The present invention relates to a brake control system for railroad freight cars and in particular to such a brake control system that integrates electro-pneumatic control of the brake with the conventional automatic pneumatic brake control.
From the inception of the early Westinghouse air brake, until the present time, compressed air has been employed as the medium by which brake control signals have been transmitted through a train of railroad freight cars, as well as the force by which friction retardation is applied through brake shoes that engage the car wheel treads during braking. As the size of freight cars has increased to provide greater load carrying capacity, and the number of cars capable of being hauled in a train has likewise grown, there have been continued improvements in the air brake system to make it more efficient, in order to provide better stopping ability consistent with the greater demands placed on the air brake system.
Electro-pneumatic brake control systems are known to extend the capability of the air brake beyond that which is achieved with the conventional automatic pneumatic brake control system presently employed. These improved capabilities are possible due primarily to the fact that the brake control signal can be transmitted instantaneously to each car in the train, whereas propagation of a pneumatic control signal is limited to a value approaching the speed of sound. by instantaneously transmitting a brake control signal to each car of a train, not only is the time required to initiate braking action on all of the cars reduced, but in-train forces, due to disproportionate brake buildup timing between the cars, are better controlled. This permits greater brake force to be employed to achieve shorter stop distance without incurring damage to car lading and couplers, and without creating the potential for a train derailment.
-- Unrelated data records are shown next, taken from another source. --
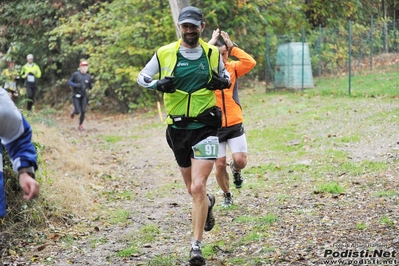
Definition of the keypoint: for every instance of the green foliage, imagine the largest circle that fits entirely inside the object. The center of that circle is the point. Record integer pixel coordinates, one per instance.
(118, 38)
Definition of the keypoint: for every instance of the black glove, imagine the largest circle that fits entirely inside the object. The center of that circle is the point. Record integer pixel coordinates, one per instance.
(217, 82)
(166, 85)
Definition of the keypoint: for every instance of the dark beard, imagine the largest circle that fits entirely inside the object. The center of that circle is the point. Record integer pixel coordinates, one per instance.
(190, 42)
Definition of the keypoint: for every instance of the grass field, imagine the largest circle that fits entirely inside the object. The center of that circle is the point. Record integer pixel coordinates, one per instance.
(321, 180)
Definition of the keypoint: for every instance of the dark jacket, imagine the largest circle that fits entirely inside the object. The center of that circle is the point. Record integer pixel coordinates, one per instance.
(80, 83)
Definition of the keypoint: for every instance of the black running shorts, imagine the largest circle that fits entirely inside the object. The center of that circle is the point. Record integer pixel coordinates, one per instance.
(181, 142)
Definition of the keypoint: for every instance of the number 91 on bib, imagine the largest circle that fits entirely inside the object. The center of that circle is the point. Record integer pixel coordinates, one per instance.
(207, 148)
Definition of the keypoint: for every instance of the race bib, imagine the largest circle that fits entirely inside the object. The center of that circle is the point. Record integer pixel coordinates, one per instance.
(31, 78)
(207, 148)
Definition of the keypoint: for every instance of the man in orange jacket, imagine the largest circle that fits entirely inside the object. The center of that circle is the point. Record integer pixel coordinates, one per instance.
(232, 131)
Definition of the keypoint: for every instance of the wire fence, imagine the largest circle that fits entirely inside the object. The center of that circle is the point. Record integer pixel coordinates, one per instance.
(291, 60)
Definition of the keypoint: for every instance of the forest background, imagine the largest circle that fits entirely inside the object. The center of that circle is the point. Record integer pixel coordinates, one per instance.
(119, 37)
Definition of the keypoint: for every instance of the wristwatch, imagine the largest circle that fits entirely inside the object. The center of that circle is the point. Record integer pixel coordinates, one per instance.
(231, 47)
(29, 170)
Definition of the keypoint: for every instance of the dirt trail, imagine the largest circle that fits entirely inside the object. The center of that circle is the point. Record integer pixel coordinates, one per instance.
(140, 162)
(136, 172)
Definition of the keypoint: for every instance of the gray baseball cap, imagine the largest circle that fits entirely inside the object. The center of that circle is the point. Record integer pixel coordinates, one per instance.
(191, 15)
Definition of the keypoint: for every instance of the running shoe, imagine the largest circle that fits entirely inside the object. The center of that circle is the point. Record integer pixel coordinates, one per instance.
(196, 258)
(228, 199)
(238, 179)
(210, 220)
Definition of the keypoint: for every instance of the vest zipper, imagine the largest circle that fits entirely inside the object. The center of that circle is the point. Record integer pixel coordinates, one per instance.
(224, 108)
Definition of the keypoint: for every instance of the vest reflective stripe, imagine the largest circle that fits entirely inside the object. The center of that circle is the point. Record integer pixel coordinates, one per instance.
(181, 102)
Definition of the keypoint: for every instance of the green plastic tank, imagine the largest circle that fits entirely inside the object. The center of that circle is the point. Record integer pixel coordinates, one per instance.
(289, 67)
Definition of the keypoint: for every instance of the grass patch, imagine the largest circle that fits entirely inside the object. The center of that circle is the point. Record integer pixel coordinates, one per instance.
(361, 226)
(146, 234)
(112, 139)
(118, 216)
(331, 187)
(386, 220)
(386, 193)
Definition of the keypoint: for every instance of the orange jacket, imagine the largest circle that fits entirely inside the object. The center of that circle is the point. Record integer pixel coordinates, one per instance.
(227, 99)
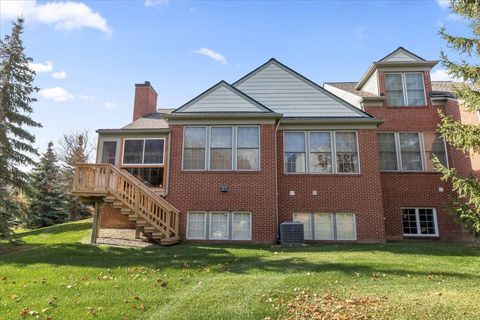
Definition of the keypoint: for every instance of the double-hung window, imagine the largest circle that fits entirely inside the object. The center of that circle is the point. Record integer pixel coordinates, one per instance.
(219, 225)
(405, 89)
(194, 144)
(221, 151)
(318, 152)
(419, 222)
(327, 226)
(410, 151)
(223, 148)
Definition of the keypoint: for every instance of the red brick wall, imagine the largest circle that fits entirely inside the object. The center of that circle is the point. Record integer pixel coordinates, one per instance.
(359, 194)
(248, 191)
(111, 218)
(415, 189)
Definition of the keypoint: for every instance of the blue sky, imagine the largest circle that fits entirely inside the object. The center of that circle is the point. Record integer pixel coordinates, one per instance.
(89, 54)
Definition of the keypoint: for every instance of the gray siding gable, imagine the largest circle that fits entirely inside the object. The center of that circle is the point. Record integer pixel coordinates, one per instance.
(285, 91)
(222, 98)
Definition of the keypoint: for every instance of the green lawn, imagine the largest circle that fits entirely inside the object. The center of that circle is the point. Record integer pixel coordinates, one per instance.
(55, 275)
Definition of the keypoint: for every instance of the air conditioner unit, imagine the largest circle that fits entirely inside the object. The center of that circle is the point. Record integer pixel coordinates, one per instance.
(291, 232)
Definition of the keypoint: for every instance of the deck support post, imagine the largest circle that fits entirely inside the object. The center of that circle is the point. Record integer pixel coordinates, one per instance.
(96, 227)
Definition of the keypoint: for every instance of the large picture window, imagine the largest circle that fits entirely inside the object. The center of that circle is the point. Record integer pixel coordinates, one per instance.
(143, 151)
(328, 226)
(404, 89)
(410, 151)
(227, 148)
(419, 222)
(315, 152)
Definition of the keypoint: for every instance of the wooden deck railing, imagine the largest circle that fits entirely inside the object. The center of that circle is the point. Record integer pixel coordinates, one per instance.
(105, 179)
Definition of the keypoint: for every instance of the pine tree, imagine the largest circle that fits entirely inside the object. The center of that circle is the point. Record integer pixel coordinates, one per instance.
(74, 148)
(48, 199)
(463, 136)
(16, 98)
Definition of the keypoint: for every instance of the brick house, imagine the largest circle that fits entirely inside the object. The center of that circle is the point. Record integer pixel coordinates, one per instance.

The present automatic pneumatic brake control system is fail-safe in the sense that a train break-in-two will result in an emergency brake application on both halves of the separated train without any initiative on the part of the locomotive engineer. Electro-pneumatic brakes also offer the possibility of fail-safe operation. By appropriately configuring the electro-pneumatic valves in the brake cylinder and exhaust piping, brake pressure is obtained in a de-energized state. A fail-safe application of the electro-pneumatic brakes may not be desirable, however, where loss of power to the electro-pneumatic valves results not from a train break-in-two, but from an electrical malfunction on an individual car, since the brakes on such an individual car would be applied while the train continued to run. This could lead to thermal wheel damage, prematurely worn brake shoes, burned brake heads and possible derailment. On the other hand, fail-safe application of the brakes must be provided for in the event of a power failure that affects all of the cars, such as where a break-in-two occurs.